Monday, September 01, 2003

Still reading the John Tucker book

I never knew before now that John Tucker represented the plaintiffs in the case of Elrod v. Burns, which became the famous leading case in which the Supreme Court declared that sometimes patronage dismissals of public employees is a violation of the employees' rights under the First Amendment.

I've litigated a few patronage dismissal cases - including Harris v. Hayter, 970 F. Supp. 500 (W.D. Va. 1997), Chester v. Wise County Electoral Board, 1997 WL 381964 (4th Cir. 1997), Cooper v. Lee County, 1999 WL 631240 (4th Cir. 1999), Gilliam v. Lee County School Board, 2002 WL 31906274 (W.D. Va. 2002) - and every one was very, very interesting and lively, and so is the John Tucker book.

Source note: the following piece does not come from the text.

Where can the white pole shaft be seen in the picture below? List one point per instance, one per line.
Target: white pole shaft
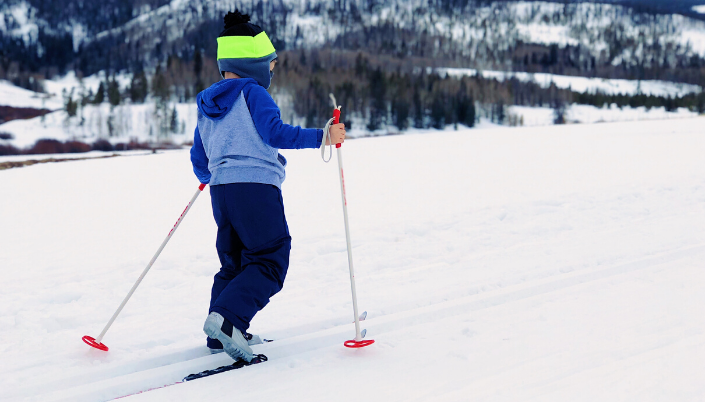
(134, 287)
(358, 336)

I recall at oral argument in the last one, the judge asked me, was there any evidence that the man who replaced the plaintiff was a Democrat? Not at all, I answered, I asked about that in the plaintiff's deposition and she said the only thing she could think of was that some of his co-worker friends were Democrats. Otherwise, she couldn't classify him, because he was from another county and did not have a "Lee County name."

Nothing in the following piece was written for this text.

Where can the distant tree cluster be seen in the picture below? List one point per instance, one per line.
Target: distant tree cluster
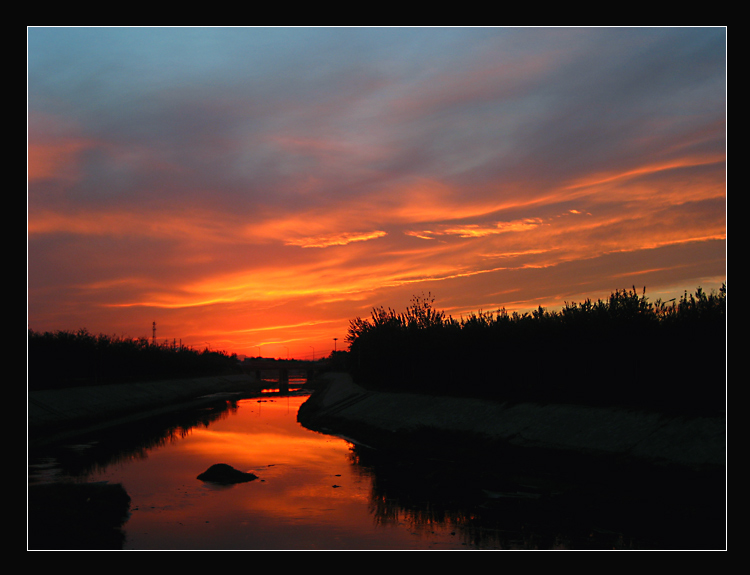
(74, 358)
(624, 351)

But I have a Lee County name. One day when I was hanging out in the courthouse there, a fellow started talking to me and asked who I was, and when I told him, he asked me how I spell my last name. According to him, the ones who spell it with an "o" are Republicans, and the ones that spell it with an "e" are Democrats, and cited a few examples. Another time at the same courthouse, someone else told me that the exact opposite is the case, citing another few examples. Retelling this nonsense led me to another story I have now had confirmed to me several times.

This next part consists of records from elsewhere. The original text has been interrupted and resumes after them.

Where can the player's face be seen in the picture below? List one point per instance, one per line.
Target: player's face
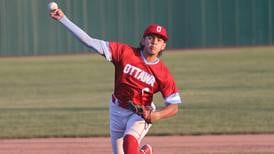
(153, 44)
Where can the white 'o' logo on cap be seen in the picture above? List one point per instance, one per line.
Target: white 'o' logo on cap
(159, 29)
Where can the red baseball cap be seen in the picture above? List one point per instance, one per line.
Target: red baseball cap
(156, 29)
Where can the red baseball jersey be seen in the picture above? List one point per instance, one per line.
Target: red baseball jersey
(136, 79)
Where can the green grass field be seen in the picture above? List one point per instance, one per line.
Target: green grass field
(226, 91)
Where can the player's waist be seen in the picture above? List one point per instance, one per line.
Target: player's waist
(116, 101)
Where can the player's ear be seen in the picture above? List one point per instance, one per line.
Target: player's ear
(163, 46)
(142, 42)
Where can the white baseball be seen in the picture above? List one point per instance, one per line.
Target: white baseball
(52, 6)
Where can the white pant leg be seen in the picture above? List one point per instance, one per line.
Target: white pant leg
(118, 121)
(137, 127)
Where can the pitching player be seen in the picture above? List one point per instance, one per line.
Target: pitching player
(139, 73)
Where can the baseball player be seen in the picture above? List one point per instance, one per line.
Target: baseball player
(139, 73)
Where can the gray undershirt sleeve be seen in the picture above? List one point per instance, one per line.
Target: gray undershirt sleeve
(100, 46)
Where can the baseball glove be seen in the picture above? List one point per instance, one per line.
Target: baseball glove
(143, 111)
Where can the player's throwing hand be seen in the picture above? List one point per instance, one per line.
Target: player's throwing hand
(56, 14)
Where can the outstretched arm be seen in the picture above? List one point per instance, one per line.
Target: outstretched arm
(100, 46)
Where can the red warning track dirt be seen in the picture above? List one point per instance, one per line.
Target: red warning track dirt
(160, 144)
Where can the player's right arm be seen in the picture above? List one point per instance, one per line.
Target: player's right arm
(100, 46)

A Wise County lawyer tried a wrongful death case in Dickenson County and got a much lower verdict than he thought was right or even fair, so he asked his friends in the courthouse what he had done wrong. He was told that his error was in letting a bunch of Republicans on the jury, then telling them that his man had been buried by the Democrats' funeral home - which sounds almost like a tale from this book or this book by Harry Caudill.